What is the relationship between nonlinear least squares and the Extended Kalman Filter (EKF)? I've learned both topics separately and thought I understood them, but am now in a class where the EKF (assuming no state dynamics/process model) is being presented as a form of nonlinear least squares and am getting confused.

Am I right in thinking that the EKF is like a recursive form of Gauss-Newton or Levenberg-Marquardt, where you update the state estimate with a single Newton step for each measurement? This makes it apparent that the EKF is a worse estimator than running Gauss-Newton/Levenberg-Marquardt over the full batch of data since the initial measurements are integrated with poor linearization points that are never updated.

If you did just run a batch Gauss-Newton/Levenberg-Marquardt, how would you obtain an uncertainty estimate as in the EKF?


Yes, an EKF can be understood as a recursive form of Gauss-Newton update, see here.

We can conclude, that we need to iterate at each time step to converge to the best solution, just like when performing Gauss-Newton optimization. Now, this is why the Iterated EKF exists.

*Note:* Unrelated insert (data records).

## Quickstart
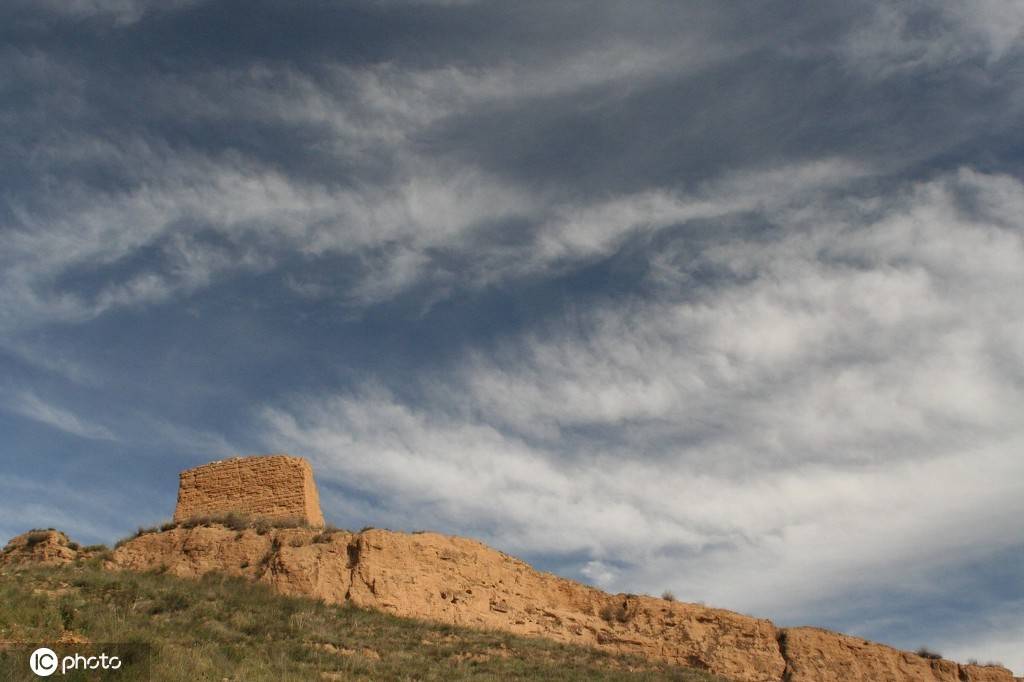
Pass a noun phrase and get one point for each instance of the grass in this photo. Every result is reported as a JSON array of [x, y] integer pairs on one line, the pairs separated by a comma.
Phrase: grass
[[220, 628]]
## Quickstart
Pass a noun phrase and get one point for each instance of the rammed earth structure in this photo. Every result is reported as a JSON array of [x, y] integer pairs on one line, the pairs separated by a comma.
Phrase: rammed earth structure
[[270, 486]]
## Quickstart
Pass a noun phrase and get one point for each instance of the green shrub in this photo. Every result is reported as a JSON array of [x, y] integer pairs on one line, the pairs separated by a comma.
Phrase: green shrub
[[36, 537]]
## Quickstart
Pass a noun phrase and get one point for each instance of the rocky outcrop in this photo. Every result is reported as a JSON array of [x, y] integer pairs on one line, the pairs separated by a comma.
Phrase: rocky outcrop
[[272, 486], [819, 655], [41, 547], [460, 581]]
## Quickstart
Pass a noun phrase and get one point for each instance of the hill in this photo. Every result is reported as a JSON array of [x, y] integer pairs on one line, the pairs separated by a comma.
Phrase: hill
[[223, 628]]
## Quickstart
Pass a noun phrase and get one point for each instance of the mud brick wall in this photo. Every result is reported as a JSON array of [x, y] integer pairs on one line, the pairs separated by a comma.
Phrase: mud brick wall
[[274, 486]]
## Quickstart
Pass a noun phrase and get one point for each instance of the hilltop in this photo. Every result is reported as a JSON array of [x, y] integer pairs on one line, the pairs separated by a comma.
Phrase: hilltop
[[221, 628], [461, 583]]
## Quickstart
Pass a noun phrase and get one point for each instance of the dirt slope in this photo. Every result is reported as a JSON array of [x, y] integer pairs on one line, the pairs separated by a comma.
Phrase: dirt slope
[[460, 581]]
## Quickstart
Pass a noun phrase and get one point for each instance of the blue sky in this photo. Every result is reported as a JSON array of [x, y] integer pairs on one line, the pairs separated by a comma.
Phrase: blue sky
[[706, 297]]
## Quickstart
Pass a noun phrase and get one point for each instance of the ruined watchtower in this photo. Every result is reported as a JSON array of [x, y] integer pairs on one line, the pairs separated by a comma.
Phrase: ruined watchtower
[[270, 486]]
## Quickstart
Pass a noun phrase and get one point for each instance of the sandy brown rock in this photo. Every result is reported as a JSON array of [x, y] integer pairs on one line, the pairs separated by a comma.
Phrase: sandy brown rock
[[296, 561], [819, 655], [46, 547], [459, 581], [272, 486]]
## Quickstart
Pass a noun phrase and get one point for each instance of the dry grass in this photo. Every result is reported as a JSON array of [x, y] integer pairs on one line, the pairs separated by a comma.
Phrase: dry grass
[[221, 628]]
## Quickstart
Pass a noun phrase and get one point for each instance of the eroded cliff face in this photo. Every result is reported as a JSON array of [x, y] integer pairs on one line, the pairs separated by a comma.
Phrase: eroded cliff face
[[42, 546], [459, 581], [270, 486]]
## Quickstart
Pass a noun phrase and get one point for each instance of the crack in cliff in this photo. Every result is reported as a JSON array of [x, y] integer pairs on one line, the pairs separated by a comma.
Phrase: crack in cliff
[[780, 638]]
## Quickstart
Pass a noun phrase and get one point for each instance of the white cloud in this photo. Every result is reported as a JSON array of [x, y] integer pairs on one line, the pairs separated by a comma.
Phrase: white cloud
[[895, 39], [837, 408], [31, 406]]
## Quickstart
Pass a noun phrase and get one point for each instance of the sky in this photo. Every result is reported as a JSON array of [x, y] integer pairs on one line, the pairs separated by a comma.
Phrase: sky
[[717, 298]]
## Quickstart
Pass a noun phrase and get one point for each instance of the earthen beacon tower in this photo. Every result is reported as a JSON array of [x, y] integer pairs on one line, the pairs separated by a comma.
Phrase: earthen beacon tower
[[271, 486]]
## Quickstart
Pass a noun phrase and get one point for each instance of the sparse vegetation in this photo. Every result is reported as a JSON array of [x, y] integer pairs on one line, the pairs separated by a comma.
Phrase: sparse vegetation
[[615, 612], [222, 628], [36, 537]]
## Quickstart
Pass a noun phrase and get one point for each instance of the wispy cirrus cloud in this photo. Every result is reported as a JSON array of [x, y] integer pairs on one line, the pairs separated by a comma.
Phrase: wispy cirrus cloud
[[32, 407]]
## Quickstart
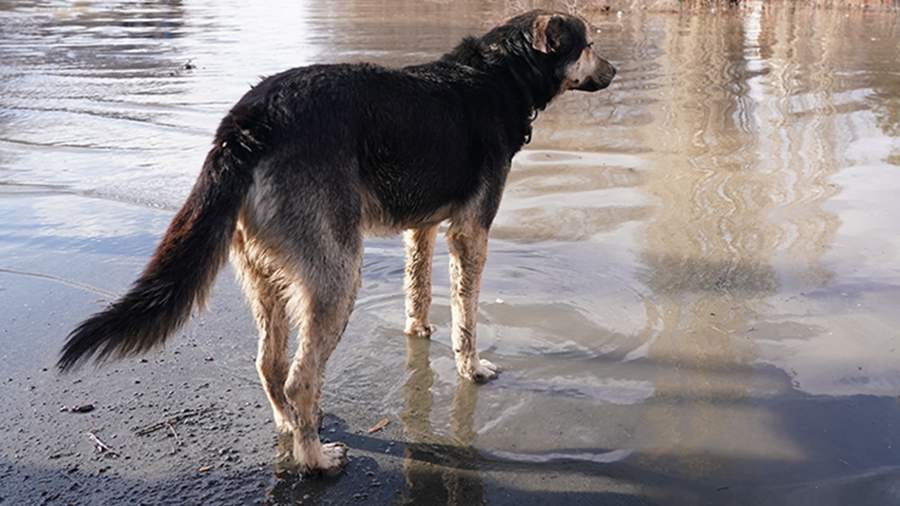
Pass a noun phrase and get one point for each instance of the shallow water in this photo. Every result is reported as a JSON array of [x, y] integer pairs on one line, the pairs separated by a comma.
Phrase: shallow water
[[693, 277]]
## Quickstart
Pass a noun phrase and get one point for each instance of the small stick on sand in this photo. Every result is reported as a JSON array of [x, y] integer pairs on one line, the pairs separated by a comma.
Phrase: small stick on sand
[[100, 446], [175, 435]]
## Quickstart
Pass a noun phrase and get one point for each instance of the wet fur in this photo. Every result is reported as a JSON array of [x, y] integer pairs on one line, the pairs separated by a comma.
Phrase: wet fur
[[311, 160]]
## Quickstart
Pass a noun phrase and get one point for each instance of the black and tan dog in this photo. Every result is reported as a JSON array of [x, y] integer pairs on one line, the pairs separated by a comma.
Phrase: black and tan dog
[[311, 160]]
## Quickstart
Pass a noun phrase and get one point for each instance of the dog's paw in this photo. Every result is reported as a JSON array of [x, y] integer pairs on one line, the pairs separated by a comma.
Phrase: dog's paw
[[482, 372], [334, 458], [419, 329]]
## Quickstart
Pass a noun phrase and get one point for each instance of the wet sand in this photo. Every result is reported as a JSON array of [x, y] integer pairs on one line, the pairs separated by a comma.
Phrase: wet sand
[[692, 284]]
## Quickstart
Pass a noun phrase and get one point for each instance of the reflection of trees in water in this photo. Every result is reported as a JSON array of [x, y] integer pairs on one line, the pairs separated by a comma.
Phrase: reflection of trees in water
[[429, 482], [116, 36]]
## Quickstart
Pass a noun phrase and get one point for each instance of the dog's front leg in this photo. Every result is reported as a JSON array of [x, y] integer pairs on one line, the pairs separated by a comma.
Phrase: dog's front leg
[[468, 252], [417, 280]]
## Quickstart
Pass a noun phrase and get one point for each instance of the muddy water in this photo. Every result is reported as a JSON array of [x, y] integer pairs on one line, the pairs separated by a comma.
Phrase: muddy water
[[693, 281]]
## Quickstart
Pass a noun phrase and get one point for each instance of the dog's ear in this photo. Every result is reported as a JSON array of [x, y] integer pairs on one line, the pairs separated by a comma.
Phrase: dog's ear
[[545, 32]]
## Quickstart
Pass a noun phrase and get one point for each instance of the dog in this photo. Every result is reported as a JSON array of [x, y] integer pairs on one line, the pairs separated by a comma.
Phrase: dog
[[310, 161]]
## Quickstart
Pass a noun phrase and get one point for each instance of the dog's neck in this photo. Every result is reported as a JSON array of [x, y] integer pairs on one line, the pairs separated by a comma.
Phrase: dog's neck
[[514, 70]]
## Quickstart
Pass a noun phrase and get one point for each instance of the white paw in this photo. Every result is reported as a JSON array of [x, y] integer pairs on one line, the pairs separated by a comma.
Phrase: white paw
[[482, 372], [418, 329], [334, 458], [330, 461]]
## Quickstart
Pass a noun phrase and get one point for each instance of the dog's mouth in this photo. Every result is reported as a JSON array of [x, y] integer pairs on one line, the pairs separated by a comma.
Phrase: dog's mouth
[[601, 79]]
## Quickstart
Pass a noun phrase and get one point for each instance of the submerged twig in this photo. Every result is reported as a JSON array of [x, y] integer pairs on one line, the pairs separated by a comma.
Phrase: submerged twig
[[100, 446]]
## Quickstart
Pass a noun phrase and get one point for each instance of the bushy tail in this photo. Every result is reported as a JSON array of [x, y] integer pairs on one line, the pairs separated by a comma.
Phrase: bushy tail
[[185, 263]]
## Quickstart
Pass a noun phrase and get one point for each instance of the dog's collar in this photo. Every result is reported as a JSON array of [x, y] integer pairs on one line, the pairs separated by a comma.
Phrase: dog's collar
[[531, 117]]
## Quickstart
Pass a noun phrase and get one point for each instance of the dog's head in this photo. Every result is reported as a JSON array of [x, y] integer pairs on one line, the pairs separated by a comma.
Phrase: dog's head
[[558, 49], [568, 43]]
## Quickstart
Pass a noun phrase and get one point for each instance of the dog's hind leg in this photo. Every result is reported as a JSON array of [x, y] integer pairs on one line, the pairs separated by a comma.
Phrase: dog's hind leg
[[321, 304], [263, 289], [467, 241], [419, 244]]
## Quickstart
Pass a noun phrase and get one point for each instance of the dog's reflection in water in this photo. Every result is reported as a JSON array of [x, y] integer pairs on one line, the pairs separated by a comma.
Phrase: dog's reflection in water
[[439, 469]]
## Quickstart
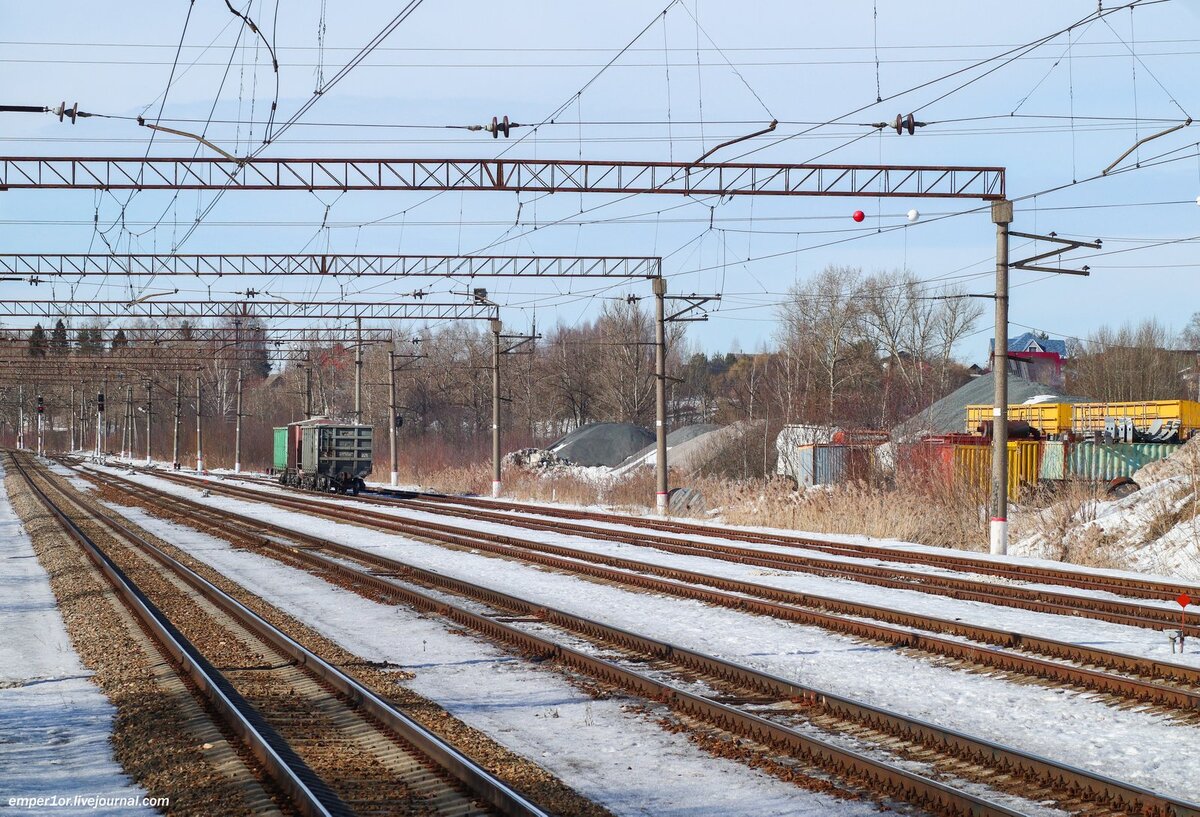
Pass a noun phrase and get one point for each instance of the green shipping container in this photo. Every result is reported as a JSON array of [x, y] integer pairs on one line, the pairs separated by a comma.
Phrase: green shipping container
[[1054, 462], [1102, 462], [281, 449]]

The full batch estimation is more powerful than an EKF because we can relinearize the working point. Now, this is why an Iterated EKF with an augmented state vector exists: it allows to change the linearization point for all states in the augmented state vector before marginalizing them. Augmenting the state vector over the entire set of states makes it algebraically equivalent to full batch estimation.

To your last question: if you run a batch Gauss-Newton or Levenberg-Marquardt estimation, you usually solve a equation that involves computing the inverse of a Hessian matrix. The inverse blocks on its diagonal represent the absolute uncertainty estimates for the states. (If you first remove the row and column of the state you are interested from the Hessian and subsequently invert it, you obtain the marginal covariances: the covariance from the fixed state to all other states.)